Lisandra y Flavio son descendientes de españoles, tienen doble nacionalidad. Regentan una casa en Holguín que cuenta con todas las comodidades: patio, terraza, barbacoa y hasta una pequeña piscina. Aunque Holguín no tiene demasiados atractivos turísticos, es un buen punto de partida para visitar la playa de Guardalavaca. Y como Flavio tiene coche, se ofrece a llevar a sus huéspedes hasta allí en su viejo Lada soviético.

Casa de Lisandra y Flavio. Prolongación de Maceo, 380. Holguín. Teléfono: +53 24 47 15 73. La habitación doble, unos 30 euros la noche.

La casa de Loreta y Toni en Santiago de Cuba.
La casa de Loreta y Toni en Santiago de Cuba.

4. Loreta, Toni y Romeo: la familia santiaguera

Loreta y Toni son la pareja que aparece al principio de este reportaje. Viven en un barrio tranquilo donde la puerta nunca se cierra con llave. La casa es amplia y cómoda, un chalé de planta baja con porche y jardín. Loreta es una gran cocinera que disfruta agasajando a los clientes con platos sabrosos y bien presentados. Por ejemplo, pulpo guisado con arroz, frijoles negros y plátano frito. De postre, jugo de mango natural. El matrimonio no solo aloja, sino que casi adopta a sus clientes: “¿Habéis comido bien? ¿Queréis un cafelito?”, repiten cada día. Al caer la tarde, su porche acoge largas charlas entre propietarios y huéspedes que se alargan hasta bien entrada la noche.
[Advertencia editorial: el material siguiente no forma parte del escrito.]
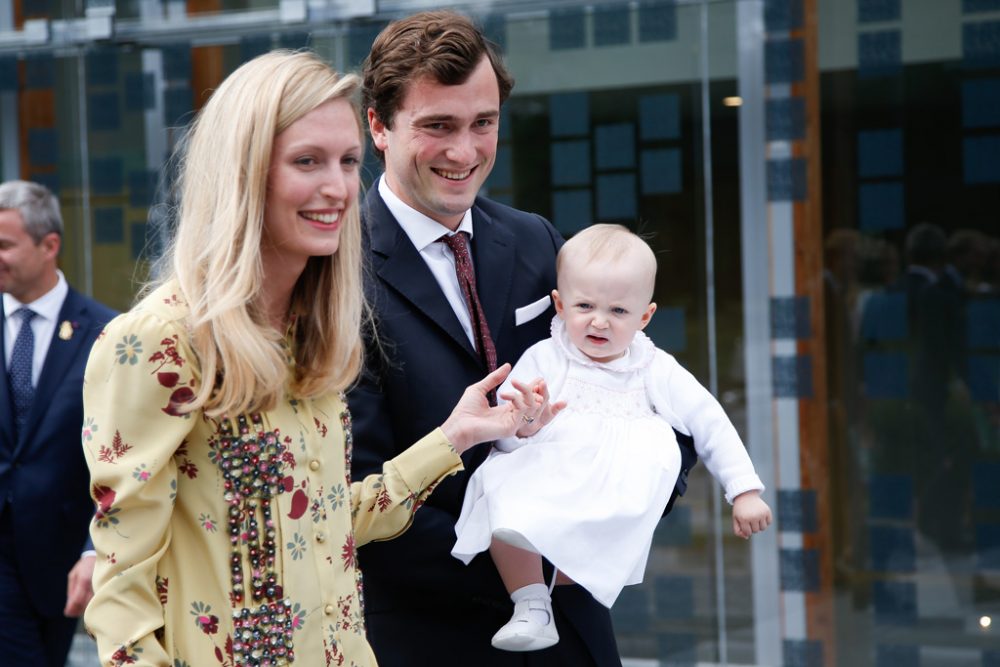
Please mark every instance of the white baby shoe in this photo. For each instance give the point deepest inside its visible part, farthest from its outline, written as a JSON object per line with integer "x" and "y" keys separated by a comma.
{"x": 525, "y": 631}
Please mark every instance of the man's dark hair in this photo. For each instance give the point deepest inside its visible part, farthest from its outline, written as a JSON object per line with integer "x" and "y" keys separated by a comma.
{"x": 442, "y": 45}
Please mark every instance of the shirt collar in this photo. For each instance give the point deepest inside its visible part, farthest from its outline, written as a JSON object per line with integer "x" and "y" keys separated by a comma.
{"x": 421, "y": 229}
{"x": 46, "y": 306}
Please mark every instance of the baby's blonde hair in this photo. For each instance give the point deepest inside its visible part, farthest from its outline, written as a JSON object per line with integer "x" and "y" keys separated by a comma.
{"x": 606, "y": 243}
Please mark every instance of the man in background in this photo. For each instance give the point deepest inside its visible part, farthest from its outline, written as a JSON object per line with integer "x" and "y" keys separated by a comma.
{"x": 46, "y": 332}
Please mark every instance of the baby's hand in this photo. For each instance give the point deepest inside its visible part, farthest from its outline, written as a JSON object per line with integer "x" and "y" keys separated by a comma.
{"x": 533, "y": 400}
{"x": 750, "y": 514}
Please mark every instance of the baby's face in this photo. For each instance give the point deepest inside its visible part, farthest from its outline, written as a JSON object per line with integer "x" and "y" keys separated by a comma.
{"x": 603, "y": 305}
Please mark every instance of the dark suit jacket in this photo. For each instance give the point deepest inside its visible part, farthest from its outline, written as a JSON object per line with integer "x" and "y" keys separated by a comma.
{"x": 43, "y": 476}
{"x": 423, "y": 606}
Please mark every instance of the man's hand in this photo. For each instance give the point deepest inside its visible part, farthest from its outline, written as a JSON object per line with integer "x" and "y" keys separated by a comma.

Casa de Loreta y Toni. Aguilera y Anacaona. Terraza de Vistalegre. Santiago de Cuba. Teléfono: +53 22 62 21 57. La doble, unos 35 euros la noche.

Diseño danés en una casa habanera

Interior de El Paseo, en La Habana.
Interior de El Paseo, en La Habana.

En el barrio del Vedado, El Paseo es un ejemplo del nuevo tipo de alojamientos que están empezando a aparecer en La Habana. Los dos emprendedores que lo han abierto, el cubano José Antonio Méndez y el español Antonio Salazar, se han preocupado de unir al mobiliario artesanal caribeño piezas de diseño danés e italiano hasta lograr una atmósfera elegante y acogedora. “Las pequeñas empresas están ayudando a cambiar el paisaje urbano de Cuba, y hay un nicho para este tipo de alojamientos”, dicen. Y añaden que su intención es crear un sello de calidad al que se puedan adscribir otros establecimientos como La Reserva y El Malecón 251, hospedajes de similares características al suyo. El Paseo cuenta con dos suites con balcones, una terraza abierta y una azotea para tomar el sol. Tanto las suites como la cocina y los baños han sido restaurados o puestos al día con materiales como terrazo, mármol o cedro. Y otra de las preocupaciones de Méndez y Salazar es la de favorecer el desarrollo local. “Ayudamos a otras familias cubanas mediante salarios justos y un entorno agradable de trabajo”, dicen.

El Paseo (avenida Paseo, 307, La Habana; elpaseopenthouse.com). Cuatro personas, unos 250 euros.